Wir fragen uns schon, ob es demokratisch ist, in einer laufenden Legislaturperiode und der dazugehörigen Kommunalwahl eine so entscheidende Gesetzesänderung vorzunehmen. Erschreckend ist in unseren Augen die Begründung für die geplante Änderung: „Die Änderungen des § 71 bedeuten die Umstellung des Sitzverteilungsverfahrens für die Ausschüsse auf das d’Hondtsche Höchstzahlverfahren. Dieses Verfahren ist eher geeignet, stabile Mehrheitsverhältnisse in den Ausschüssen zu gewährleisten als das bisherige Verfahren Hare-Niemeyer. Die Entwicklung hin zu einer verstärkten Fragmentierung der kommunalen Vertretungen durch eine Zunahme der jeweils vertretenen Gruppierungen ist unbestritten. Die Mitwirkung eines größeren Kreises von Fraktionen, Gruppen oder Einzelabgeordneten in der Vertretung führt in aller Regel zu einer schwerfälligeren Meinungsbildung. Das gilt ebenso für die Tatsache, dass der organisatorische und finanzielle Aufwand für die Vorbereitungen und Durchführung der Sitzungen dadurch steigt. Vor diesem Hintergrund ist die Sitzverteilung nach dem d’Hondtschen Verfahren eine Maßnahme, um entsprechende Erschwernisse zu reduzieren. Fraktionen und Gruppen, die bei der Sitzverteilung leer ausgehen, haben wie bisher Anspruch auf ein sogenanntes Grundmandat.“ (Quelle: Niedersächsischer Landtag, Drucksache 18/9075, Seite 27, Hervorhebungen durch mich)

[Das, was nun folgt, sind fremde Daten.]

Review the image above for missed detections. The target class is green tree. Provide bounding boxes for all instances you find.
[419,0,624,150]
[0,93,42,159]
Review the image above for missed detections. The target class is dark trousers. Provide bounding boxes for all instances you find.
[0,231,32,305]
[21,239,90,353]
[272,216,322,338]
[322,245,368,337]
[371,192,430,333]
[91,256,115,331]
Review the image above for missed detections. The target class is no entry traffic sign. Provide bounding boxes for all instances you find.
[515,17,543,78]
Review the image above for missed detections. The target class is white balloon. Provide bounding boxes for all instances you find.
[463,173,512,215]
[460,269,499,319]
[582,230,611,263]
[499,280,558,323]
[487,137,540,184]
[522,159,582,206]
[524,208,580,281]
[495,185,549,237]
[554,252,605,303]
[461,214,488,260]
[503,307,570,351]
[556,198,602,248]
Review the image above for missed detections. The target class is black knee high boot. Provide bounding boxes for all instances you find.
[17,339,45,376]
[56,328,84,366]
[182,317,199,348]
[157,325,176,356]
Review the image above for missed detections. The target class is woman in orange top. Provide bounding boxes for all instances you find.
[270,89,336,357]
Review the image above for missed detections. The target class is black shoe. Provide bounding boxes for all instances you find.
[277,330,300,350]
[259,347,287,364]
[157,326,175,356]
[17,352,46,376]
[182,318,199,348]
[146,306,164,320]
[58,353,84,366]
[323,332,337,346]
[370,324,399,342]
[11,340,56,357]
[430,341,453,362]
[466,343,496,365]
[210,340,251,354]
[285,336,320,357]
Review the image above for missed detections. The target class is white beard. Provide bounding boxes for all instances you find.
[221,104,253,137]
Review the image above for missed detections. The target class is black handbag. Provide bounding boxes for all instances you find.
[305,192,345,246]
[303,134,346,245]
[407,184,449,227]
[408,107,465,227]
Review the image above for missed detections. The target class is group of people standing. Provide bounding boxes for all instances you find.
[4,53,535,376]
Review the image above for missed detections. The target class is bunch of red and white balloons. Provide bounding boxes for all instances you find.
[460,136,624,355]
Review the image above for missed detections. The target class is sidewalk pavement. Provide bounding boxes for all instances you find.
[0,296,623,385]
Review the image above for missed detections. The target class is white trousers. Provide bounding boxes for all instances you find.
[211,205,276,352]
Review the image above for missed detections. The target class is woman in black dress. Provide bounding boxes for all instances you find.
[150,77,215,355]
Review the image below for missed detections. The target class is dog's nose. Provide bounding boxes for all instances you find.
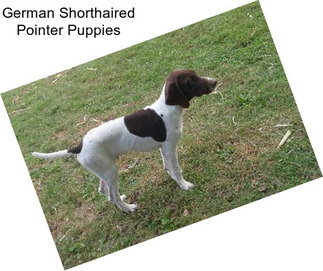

Der Wählerwille, weniger große Parteien / Fraktionen und stattdessen mehr kleine Parteien / Fraktionen in die kommunalen Parlamente zu wählen (wie gerade aktuell bei der Niedersächsischen Kommunalwahl im September 2021 wieder geschehen), wird hier zu einer „schwerfälligeren Meinungsbildung“ und die geplante Verfahrensänderung soll dann wieder für „stabile Mehrheitsverhältnisse in den Ausschüssen“ sorgen! Das ist zutiefst undemokratisch und entmündigt die Kommunalparlamente! Auch das Argument des größeren organisatorischen und finanziellen Aufwandes für die Vorbereitungen und Durchführung der Sitzungen bei Anwendung des Hare-Niemeyer-Verfahrens halten wir für vorgeschoben, denn die Fraktionen, die durch die Gesetzesänderung ihr Stimmrecht verlieren würden, hätten trotzdem Anspruch auf Teilnahme an den Sitzungen (Grundmandat) und auf die entsprechenden Sitzungsgelder. Es würde sich also unserer Meinung nach in diesen Punkten nichts ändern.

Wir protestieren deshalb auf das Schärfste gegen die geplante Gesetzesänderung und fordern die Fraktionen im Niedersächsischen Landtag auf, die Änderung des § 71 NKomVG unverzüglich zurück zu nehmen und bei dem alten Sitzverteilungsverfahren nach Hare-Niemeyer zu bleiben!